Now, before you start sympathizing with her, just know: Jade deserved it. She snatched my cheese pizza-my precious, glorious cheese pizza-that was about to make its way into my mouth, and she fed it to Jarrett, our seven-year-old cousin. And let's not forget how she poured orange juice on my favorite One Direction hoodie. It was my prized possession! Do you know how long I waited for that thing? Three freaking months, people! Three months, only for her to destroy it in a matter of seconds. So, you tell me, who's the real victim here?

Gosh. I'm still internally crying over that hoodie.

Anyway, what was I thinking about? Oh yeah, food. Always food. I can practically feel my stomach rumbling in anticipation of lunch.
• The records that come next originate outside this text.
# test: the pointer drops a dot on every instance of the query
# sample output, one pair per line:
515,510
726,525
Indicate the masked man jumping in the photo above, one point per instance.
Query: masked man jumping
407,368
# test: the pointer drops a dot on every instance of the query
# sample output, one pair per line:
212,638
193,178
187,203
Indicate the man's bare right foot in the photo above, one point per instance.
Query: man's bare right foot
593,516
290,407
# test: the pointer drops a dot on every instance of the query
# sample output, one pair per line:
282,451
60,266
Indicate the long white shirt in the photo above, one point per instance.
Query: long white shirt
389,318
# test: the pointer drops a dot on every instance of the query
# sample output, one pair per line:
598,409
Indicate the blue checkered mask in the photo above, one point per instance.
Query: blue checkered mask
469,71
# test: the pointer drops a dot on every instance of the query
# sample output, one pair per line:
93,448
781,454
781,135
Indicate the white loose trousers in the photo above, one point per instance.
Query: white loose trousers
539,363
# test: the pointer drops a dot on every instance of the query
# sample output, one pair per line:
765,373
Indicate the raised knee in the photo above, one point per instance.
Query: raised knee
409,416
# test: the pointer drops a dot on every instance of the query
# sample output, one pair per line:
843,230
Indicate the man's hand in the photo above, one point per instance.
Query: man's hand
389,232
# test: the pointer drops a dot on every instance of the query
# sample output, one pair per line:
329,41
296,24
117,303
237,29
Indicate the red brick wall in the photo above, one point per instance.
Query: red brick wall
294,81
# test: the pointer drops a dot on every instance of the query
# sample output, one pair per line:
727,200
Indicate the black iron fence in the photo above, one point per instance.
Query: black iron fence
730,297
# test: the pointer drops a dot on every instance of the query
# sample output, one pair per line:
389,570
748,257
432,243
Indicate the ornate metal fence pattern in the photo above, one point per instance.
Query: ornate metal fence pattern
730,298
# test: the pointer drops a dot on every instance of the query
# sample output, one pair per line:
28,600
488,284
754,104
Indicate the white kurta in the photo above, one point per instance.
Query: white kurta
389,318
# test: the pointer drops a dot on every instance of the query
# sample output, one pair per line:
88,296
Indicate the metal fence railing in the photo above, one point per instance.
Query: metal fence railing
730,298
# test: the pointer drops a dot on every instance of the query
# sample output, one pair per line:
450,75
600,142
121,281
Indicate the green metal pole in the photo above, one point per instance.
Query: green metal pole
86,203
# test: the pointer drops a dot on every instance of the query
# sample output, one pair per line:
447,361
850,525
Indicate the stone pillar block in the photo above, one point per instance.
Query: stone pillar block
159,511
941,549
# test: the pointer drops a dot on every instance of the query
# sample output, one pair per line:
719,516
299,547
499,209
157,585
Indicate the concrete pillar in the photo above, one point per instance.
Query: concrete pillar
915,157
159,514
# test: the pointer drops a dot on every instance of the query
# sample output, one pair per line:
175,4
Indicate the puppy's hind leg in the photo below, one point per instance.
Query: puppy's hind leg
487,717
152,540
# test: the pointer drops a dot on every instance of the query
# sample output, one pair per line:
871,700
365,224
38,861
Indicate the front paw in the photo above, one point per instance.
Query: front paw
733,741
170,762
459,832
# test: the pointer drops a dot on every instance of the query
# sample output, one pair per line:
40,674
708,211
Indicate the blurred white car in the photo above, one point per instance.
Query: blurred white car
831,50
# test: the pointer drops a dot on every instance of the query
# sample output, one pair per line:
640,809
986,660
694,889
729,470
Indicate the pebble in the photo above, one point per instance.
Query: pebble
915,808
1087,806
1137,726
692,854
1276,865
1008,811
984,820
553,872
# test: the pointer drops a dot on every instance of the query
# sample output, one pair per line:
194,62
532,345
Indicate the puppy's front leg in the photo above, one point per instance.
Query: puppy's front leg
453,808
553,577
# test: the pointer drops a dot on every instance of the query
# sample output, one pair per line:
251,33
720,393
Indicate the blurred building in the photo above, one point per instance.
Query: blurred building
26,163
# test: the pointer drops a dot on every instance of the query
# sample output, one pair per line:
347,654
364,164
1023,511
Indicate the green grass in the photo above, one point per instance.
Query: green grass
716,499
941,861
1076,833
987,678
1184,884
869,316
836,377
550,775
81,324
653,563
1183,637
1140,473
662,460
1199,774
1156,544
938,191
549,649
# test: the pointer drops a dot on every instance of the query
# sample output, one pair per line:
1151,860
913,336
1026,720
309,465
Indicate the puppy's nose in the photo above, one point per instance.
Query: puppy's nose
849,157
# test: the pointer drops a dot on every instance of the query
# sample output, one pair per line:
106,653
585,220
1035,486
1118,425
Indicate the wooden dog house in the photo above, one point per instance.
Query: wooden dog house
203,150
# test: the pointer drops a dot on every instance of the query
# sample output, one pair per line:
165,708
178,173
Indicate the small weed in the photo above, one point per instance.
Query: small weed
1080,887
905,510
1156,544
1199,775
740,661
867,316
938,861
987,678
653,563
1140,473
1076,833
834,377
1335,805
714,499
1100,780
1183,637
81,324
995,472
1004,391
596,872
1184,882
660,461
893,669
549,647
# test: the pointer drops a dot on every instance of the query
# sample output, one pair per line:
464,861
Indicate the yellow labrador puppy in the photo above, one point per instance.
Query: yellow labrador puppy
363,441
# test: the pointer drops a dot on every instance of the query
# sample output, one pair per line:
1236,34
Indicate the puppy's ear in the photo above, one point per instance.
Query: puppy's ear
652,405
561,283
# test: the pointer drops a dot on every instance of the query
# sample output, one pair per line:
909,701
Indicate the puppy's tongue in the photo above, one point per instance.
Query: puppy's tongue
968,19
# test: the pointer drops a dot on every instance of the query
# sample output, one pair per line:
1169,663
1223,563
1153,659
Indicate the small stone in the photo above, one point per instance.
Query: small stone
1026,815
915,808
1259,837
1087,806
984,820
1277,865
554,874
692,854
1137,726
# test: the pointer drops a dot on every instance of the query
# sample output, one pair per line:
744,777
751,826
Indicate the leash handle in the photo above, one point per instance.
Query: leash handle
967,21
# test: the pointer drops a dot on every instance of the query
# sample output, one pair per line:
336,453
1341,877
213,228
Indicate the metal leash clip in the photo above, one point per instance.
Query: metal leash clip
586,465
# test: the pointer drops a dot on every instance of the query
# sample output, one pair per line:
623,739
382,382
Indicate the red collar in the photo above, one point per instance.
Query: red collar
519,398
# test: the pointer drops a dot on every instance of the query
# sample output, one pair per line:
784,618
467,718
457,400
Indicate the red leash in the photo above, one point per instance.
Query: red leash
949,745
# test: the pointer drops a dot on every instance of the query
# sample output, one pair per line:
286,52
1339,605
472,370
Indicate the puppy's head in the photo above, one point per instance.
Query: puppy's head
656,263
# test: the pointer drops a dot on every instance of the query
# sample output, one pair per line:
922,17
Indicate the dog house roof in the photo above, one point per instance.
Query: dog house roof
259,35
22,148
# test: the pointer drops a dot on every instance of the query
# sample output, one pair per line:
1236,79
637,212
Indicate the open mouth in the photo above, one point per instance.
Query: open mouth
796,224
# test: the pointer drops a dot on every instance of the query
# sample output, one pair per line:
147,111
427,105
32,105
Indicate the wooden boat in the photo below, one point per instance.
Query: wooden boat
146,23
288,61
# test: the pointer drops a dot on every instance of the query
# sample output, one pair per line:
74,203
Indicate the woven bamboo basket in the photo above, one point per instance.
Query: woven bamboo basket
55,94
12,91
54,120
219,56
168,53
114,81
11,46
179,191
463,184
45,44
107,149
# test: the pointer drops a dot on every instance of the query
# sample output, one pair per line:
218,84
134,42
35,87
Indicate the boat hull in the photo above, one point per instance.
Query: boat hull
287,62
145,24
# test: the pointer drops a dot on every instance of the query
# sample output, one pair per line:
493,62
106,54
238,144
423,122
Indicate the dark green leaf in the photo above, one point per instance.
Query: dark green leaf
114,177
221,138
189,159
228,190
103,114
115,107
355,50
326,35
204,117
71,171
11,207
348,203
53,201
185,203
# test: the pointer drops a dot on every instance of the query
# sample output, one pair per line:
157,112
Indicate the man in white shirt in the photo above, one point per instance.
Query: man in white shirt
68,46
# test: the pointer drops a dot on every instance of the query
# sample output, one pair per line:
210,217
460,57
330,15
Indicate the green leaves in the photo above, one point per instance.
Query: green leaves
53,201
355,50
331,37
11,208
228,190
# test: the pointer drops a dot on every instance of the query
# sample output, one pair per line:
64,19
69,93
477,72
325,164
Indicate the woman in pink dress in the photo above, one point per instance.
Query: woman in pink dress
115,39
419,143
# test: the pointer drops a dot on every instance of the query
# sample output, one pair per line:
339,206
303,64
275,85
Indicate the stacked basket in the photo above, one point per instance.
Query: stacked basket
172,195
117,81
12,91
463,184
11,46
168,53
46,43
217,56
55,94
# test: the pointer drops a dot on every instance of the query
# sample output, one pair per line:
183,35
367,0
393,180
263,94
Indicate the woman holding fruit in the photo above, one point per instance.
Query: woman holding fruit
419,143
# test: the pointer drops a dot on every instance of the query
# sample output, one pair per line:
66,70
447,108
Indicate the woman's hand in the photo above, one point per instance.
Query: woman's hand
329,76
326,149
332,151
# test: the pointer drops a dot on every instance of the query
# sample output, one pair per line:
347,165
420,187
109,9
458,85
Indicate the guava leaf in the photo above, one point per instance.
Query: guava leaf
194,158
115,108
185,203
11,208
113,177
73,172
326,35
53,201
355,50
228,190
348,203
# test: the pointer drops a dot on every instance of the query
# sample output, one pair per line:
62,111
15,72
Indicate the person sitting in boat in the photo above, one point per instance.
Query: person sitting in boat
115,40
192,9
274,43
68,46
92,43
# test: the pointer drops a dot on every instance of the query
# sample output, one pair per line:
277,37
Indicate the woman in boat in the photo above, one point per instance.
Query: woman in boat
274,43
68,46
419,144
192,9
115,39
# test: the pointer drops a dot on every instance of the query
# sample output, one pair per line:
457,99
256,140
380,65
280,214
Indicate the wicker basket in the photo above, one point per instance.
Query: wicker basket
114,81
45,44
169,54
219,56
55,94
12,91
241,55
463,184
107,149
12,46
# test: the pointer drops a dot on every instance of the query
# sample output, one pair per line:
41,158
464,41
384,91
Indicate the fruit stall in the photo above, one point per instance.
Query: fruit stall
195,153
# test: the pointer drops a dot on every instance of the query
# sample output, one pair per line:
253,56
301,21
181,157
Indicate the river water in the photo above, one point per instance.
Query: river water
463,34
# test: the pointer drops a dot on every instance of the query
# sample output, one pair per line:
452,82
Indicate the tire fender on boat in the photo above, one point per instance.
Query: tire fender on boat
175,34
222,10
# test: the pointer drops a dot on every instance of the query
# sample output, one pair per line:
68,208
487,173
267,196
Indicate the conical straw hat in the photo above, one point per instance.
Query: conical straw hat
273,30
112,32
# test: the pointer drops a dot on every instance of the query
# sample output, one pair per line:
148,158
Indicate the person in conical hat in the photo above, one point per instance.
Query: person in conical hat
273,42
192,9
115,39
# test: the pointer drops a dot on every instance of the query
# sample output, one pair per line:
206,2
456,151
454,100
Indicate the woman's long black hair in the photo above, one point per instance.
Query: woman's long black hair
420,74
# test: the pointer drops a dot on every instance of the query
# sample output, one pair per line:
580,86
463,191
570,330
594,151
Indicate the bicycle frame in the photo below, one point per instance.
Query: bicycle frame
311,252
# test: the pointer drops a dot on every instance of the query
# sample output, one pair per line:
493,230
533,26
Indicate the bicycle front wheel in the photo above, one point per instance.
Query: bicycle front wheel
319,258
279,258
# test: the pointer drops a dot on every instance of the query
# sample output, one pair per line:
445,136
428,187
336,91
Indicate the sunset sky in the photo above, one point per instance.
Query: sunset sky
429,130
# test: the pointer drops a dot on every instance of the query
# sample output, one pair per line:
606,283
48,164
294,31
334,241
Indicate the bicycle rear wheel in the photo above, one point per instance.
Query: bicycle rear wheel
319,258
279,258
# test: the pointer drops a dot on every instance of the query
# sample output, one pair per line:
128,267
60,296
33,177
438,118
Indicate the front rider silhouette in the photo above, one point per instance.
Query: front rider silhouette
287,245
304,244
But then, of course, my mind wanders back to Kevin. Why do I do this to myself? He's probably not even thinking about me, but here I am, obsessing over what-ifs. What if I hadn't been so awkward around him last week in chemistry? What if, instead of spilling my drink like a klutz, I actually said something clever? What if-gasp-he noticed me as more than just "Vinny, the girl who can't keep it together"?